Email Spam Detection

Dataset

import numpy as np
import pandas as pd

# data from https://www.kaggle.com/datasets/rockinjas123/spam-ham-emails
data = pd.read_csv('emails.csv')

data

	text	spam
0	Subject: naturally irresistible your corporate...	1
1	Subject: the stock trading gunslinger fanny i...	1
2	Subject: unbelievable new homes made easy im ...	1
3	Subject: 4 color printing special request add...	1
4	Subject: do not have money , get software cds ...	1
...	...	...
5723	Subject: re : research and development charges...	0
5724	Subject: re : receipts from visit jim , than...	0
5725	Subject: re : enron case study update wow ! a...	0
5726	Subject: re : interest david , please , call...	0
5727	Subject: news : aurora 5 . 2 update aurora ve...	0

5728 rows × 2 columns

Data Pre-Processing

print(f"Rows Before Pre-Pocessing: {len(data.index)}")

# drops duplicate rows. no need to have too many rows of the same values
data.drop_duplicates(inplace=True)

# since there are only 2 columns if any of them are null then those rows dont serve any functions
data.dropna(axis = 'index')

print(f"Rows After Pre-Pocessing: {len(data.index)}")

Rows Before Pre-Pocessing: 5728
Rows After Pre-Pocessing: 5695

from sklearn.model_selection import train_test_split

x = data.text.values
y = data.spam.values
xTrain, xTest, yTrain, yTest = train_test_split(x, y, train_size = 0.8, stratify = y)

from sklearn.feature_extraction.text import CountVectorizer

cv = CountVectorizer()

# converting word to numbers via counting word frequencies: eg. "i hate spam. spam is bad" -> i = 1, hate = 1, spam = 2, is = 1, bad = 1
xTrain_cv = cv.fit_transform(xTrain)
xTest_cv = cv.transform(xTest)

Correlation

cvDf = pd.DataFrame(xTrain_cv.todense(), columns=cv.get_feature_names_out())
cvDf['spam@unique'] = yTrain
correlation = cvDf.corrwith(cvDf['spam@unique'])
correlation

00            -0.044479
000            0.095617
0000           0.123365
000000         0.026358
00000000      -0.013604
                 ...   
zzmacmac      -0.008329
zzn            0.026358
zzncacst      -0.008329
zzzz           0.042336
spam@unique    1.000000
Length: 33471, dtype: float64

import matplotlib.pyplot as plt

N, bins, patches  = plt.hist(correlation)
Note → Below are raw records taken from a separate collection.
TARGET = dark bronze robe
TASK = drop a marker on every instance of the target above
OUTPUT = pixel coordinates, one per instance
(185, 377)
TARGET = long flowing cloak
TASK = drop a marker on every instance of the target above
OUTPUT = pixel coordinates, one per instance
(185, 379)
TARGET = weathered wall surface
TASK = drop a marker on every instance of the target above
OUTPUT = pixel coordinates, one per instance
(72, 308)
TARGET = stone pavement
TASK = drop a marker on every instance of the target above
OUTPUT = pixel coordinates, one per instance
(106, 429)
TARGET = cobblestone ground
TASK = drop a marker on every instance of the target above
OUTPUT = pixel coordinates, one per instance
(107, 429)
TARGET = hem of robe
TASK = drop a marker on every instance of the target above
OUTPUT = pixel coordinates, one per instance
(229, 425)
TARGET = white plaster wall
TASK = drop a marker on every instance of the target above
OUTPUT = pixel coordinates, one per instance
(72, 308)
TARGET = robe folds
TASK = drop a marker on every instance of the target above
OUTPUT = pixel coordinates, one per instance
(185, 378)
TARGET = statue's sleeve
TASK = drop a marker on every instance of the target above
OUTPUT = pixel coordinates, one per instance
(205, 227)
patches[1].set_facecolor('blue')
patches[2].set_facecolor('green')
patches[3].set_facecolor('red')
# rest are default colors

plt.xlabel('Correlation')
plt.ylabel('Count of columns')
plt.title('Count of columns in each correlation group')

plt.show()

Since all of the word frequencies(x-variables) have almost no correlation with whether the email being spam or not (y), it can be concluded that the x-variables are not independent among each other. The x-variables are most likely dependant among each other.

Scaling

from sklearn.preprocessing import MaxAbsScaler

mas = MaxAbsScaler()
mas.fit(xTrain_cv)
xTrainScaled = mas.transform(xTrain_cv)
xTestScaled = mas.transform(xTest_cv)
# All x variables are scaled to be 0 to 1

Modelling Data

def modelData(model, scaled=True):
  x = xTrainScaled if scaled else xTrain_cv
  y = yTrain
  model.fit(x,y)
  return model

from sklearn.metrics import precision_score, f1_score, recall_score, roc_curve, roc_auc_score, ConfusionMatrixDisplay


def display_score(trained_model, scaled = True, probability = True):
  x = xTestScaled if scaled else xTest_cv
  y = yTest
  y_pred = trained_model.predict(x)
  name = str(type(trained_model).__name__)
  name += " <Scaled Data>" if scaled else ""

  acc = trained_model.score(x, y)
  prec = precision_score(y, y_pred)
  f1scre = f1_score(y, y_pred)
  recal = recall_score(y, y_pred)
  
  print(f"Accuracy: {acc}\nPrecision: {prec}\nF1 Score: {f1scre}\nRecall Score: {recal}")

  fpr, tpr = None, None
  if probability:
    y_score = trained_model.predict_proba(x)
    y_score = y_score[:, 1]
    rocAuc = roc_auc_score(y, y_score)
    fpr, tpr, _ = roc_curve(y, y_score)
    print(f"ROC AUC score: {rocAuc}")
  print()
  mat = ConfusionMatrixDisplay.from_predictions( y, y_pred)
  plt.title(f"Confusion matrix for {name}")
  plt.show()
  print()
  return {"name":name , "acc": acc, "prec":prec, "f1scre":f1scre, "recal":recal, "fpr":fpr, "tpr":tpr, "mat": mat}

customTests = [
  "Hello sir! When is the deadline for CSE422 project report submission?",
  "Dear Students, The University is happy to offer a student transport service and wishes to keep the price as low as feasible while covering the cost of the service. You all know that the price of fuel has increased significantly: the price of diesel has increased by 42.5% (Previous price- Tk.80, New price Tk.114).Bus fares have already been raised across the country. Despite the increase in the fuel price, the University will keep the student transport fares unchanged for the remainder of the current semester. There will be a need, however, to increase the fare to Tk. 90 from Tk.70 with effect from the start of the fall semester. The University hopes that you will understand the pressures that have led to this change. Best regards, Office of the Registrar",
  "Click here to get free discord nitro"
  ]
customTests_cv = cv.transform(customTests)
customTestsScaled = mas.transform(customTests_cv)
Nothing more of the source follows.